Tuesday, January 21, 2014

Latinopia Spotlights Octavio Romano. Chicano Photographer in Morro Bay.

Latinopia Honors First Publisher of Chicano Literature

In 1969, Quinto Sol Publications was publishing Mexican-American literature. Then, in 1972, editor Octavio Ignacio Romano-V was joined by Herminio Rios C. to put together the first collection of Chicano literature, the fifth printing of El Espejo: The Mirror.

Latinopia, the nation's leading site for Chicano visual documentaries, updates its offerings weekly. This week, Latinopia features Romano talking about mestizo and chicano literature. It's interesting to hear Romano declare an open door policy, especially given the academic pedo that flew when other scholars accused Romano of foisting a false canon upon Chicana Chicano literary theory.




Morro Bay Birds and Seals
Michael Sedano

Photographing writers reading their work to an audience is my chosen challenge. Capturing a reader in a dynamic instant, forming a sound, eyes looking at the audience, poised in readiness, requires a good ear to anticipate a gesture or an eye contact moment. Over the course of a 10 minute presentation, numerous moments pass, some of them photographed. Nature adds the challenge of once-in-a-lifetime moments.

A rustle and a chirp in bushes calls my eye to a mostly hidden brown beauty. It flits out of sight then flies over to a backyard fence bordering the wetlands. If that California Thrasher turns toward the camera the eye will sparkle. The bird flits away just after the shutter goes "click".


A modern camera takes lots of the work out of a photograph. A fast-moving bird moves in and out of focus except the photographer keeps a target on the moving animal and the lens quickly adjust to maintain focus. Given a bright sunshiny day allows both fast shutter speed and smaller apertures for sharp focus.

If the bird stands still in the early morning chill and the water is still the reflection makes a great photograph. Luckily, this Curlew is not far from the camera.

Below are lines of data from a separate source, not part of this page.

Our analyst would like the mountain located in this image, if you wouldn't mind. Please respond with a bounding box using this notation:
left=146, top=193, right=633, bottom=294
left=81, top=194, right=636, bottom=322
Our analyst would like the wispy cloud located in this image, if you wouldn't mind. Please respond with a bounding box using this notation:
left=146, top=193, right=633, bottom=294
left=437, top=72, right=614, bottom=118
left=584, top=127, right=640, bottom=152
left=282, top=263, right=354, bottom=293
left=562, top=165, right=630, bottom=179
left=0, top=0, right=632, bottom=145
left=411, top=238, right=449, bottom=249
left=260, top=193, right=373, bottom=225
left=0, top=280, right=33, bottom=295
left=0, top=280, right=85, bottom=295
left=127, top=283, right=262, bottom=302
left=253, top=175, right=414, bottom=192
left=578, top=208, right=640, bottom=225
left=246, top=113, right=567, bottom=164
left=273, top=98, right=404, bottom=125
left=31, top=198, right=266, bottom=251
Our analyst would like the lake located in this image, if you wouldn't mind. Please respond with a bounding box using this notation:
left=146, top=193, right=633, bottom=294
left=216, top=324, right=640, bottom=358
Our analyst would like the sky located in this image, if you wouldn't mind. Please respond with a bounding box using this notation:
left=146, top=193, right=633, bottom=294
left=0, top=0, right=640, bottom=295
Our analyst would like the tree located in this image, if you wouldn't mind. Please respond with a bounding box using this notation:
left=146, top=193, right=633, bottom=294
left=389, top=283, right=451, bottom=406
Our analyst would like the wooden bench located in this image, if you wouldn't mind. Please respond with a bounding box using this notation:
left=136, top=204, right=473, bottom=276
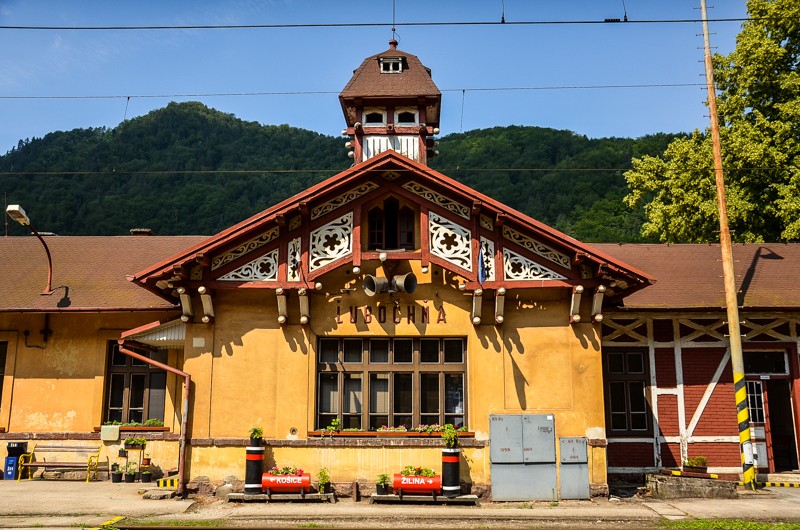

Bright sunshiny day describes my weekend in Morro Bay in this year's annual trek to the estuary at Morro Bay along the California coast north of Vandenberg Air Force Base. A night launch from Vandenberg caught my eye as I admired the sky. A fast-growing contrail rose from my right swiftly passing overhead, three spotlights of engine fire winking back at me as the missile climbed into space.


Up the coast, four and a half miles north of Charles Foster Kane's castle at San Simeon, Elephant Seals complete a migration to arrive and give birth. The State of California erected boardwalks and railing systems allowing visitors to peer down upon individual animals, neonate babies suckling sleeping mothers, bulls surrounded by mates, thousands of animals spread as far as the eye sees in both directions.


The animals flip sand over their bodies then lie motionless. The mothers protect their young with flippers of sand. Sand trickles off the tiny bodies that crawl along a mother's smooth belly, finding a nipple. One tiny body lies covered with sand. Sand has settled into the crevices of its skin. Successive flippers of sand pile atop the eyes, the unblinking eyes.




Across the beach animals conserve energy by lying as still as corpses. A shudder, a flip, a blinking eye is all to identify the living from the dead.




But this baby has not moved, has not knocked off the sand off its body, not off the soft rolls of loose skin, not off the unmoving eyelids. Some babies sidle up to a bull, the fleshy proboscis snorting sand at the offspring.

The still baby moves a flipper. It is not dead today.


The salt marsh stretches miles across a watershed grown with thickets of red-brown brush. Shallow channels form with the tides, bringing food that attracts roaming herons and millions of shore birds.



Long, long lenses are a photographer's boon. I did not rent a 500mm lens and relied upon a zoom lens up to 300mm. That isn't enough lens for a superior image. My camera has an 18 megapixel chip which means it produces a huge image that 25% of the frame offers satisfactory pictures, like those of birds in flight.




Some images are more challenging than others, despite their predictability. Flocking sandpipers take to air hundreds in a tightly spaced group. They fly in synchrony, their dark backs offering illusions of smoke moving across the water, instantly the cloud flashes a brilliant white when the birds turn their bellies toward the viewer. It's spectacular seen across the water in the Morro Bay estuary.



The sandpipers, like many sea animals, are dark on top, light on the bottom. A prey looking up at the animal sees white like the sky is white. A predator looking down at the animal sees dark, like the ground is dark.

The estuary gets the photographer close enough to see through the camouflage.


This Osprey, a sea hawk, heard the camera from several hundred feet and flew off a moment after this exposure.